Dostoiévski discute a utilidade de valores caros à civilização, como religião e justiça. Na passagem em que descreve o personagem sentindo as gotas de chuva a empapá-lo dentro do caixão, depois de sepultado, o autor insinua a ignomínia de seu ato final; estaria condenado a permanecer ali, nem vivo nem morto, se sujeitando à pena mais aterradora e humilhante. Até que uma espécie de entidade superior o liberta, o encaminha a um novo mundo e, mesmo assim, o homem ridículo não se emenda e perverte tudo. É nítida a intenção de Dostoiévski quanto a assegurar que o gênero humano nunca está completamente perdido, ainda que numa situação de profundo opróbrio como a que se encontrava o personagem, ao mesmo tempo em que alude à natureza maligna do homem que, tendo conquistado a redenção, a expiação de todos os seus pecados por Deus — inclusive o maior deles, o da falta de esperança —, e recebido a graça de deixar este mundo e ir habitar um lugar imaculado, põe tudo a perder e introduz o pecado nesse lugar. Como num “Gênesis” às avessas, Deus o toma pela mão e o guia rumo ao paraíso, do qual ele mesmo se expulsa. Também desaba o conceito de uma justiça infalível e redentora, que assumiria o lugar de Deus, afastando o homem do pecado à custa de cadeia e morte, visto que o homem, indiferente às ameaças, continuava a pecar.

A novela termina com o homem ridículo livre, afinal, do niilismo que o envenenava, agora, sim, inclinado a abraçar outra vida.

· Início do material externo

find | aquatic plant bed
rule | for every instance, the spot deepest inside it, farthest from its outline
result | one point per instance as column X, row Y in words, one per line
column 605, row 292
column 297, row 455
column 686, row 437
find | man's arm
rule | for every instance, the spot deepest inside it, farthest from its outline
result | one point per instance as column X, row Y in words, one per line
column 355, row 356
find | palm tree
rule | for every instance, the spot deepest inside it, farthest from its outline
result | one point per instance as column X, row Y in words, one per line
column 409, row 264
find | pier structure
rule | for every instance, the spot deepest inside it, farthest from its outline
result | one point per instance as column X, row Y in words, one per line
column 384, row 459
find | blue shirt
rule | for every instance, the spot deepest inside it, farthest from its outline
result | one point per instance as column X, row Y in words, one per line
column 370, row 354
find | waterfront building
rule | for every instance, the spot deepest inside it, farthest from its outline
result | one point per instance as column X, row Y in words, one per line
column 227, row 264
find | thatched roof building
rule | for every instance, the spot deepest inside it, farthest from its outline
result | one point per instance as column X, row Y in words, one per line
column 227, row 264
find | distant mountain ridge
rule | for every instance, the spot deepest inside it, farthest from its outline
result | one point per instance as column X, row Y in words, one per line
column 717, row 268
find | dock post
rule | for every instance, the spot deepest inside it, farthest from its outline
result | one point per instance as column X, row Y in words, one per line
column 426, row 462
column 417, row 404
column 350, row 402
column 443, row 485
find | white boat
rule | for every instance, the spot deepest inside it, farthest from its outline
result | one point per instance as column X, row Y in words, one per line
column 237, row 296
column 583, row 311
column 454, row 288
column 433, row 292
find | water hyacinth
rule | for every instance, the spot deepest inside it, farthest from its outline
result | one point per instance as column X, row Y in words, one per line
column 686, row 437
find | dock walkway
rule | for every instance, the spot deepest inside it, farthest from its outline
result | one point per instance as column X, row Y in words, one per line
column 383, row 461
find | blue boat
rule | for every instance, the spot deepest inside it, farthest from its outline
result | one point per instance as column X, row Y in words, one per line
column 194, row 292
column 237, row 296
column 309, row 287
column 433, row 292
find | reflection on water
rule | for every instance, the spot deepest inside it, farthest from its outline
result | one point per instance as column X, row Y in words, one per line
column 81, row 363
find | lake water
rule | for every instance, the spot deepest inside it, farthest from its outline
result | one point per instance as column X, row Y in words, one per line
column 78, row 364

Sua primeira resolução é sair à rua e provocar a menina que desprezara, a fim de se desculpar com ela e ajudá-la, se não for tarde demais. Dostoiévski dá o seu recado: o que o homem desliga na Terra, desliga também no Céu. A possível acepção moralista da obra pode ser atribuída à perseguição a que o autor fora submetido pelo Império russo. Levado ao paredão, escapou por pouco do fuzilamento, graças à magnanimidade cínica do czar, que exigiu que renunciasse a suas convicções e escrevesse livros “edificantes”. O trauma certamente abalou para sempre o espírito livre e sensível do homem de gênio que, aos trancos e barrancos, sobreviveu. Dostoiévski é a prova de que há salvação para o homem. Até o último instante.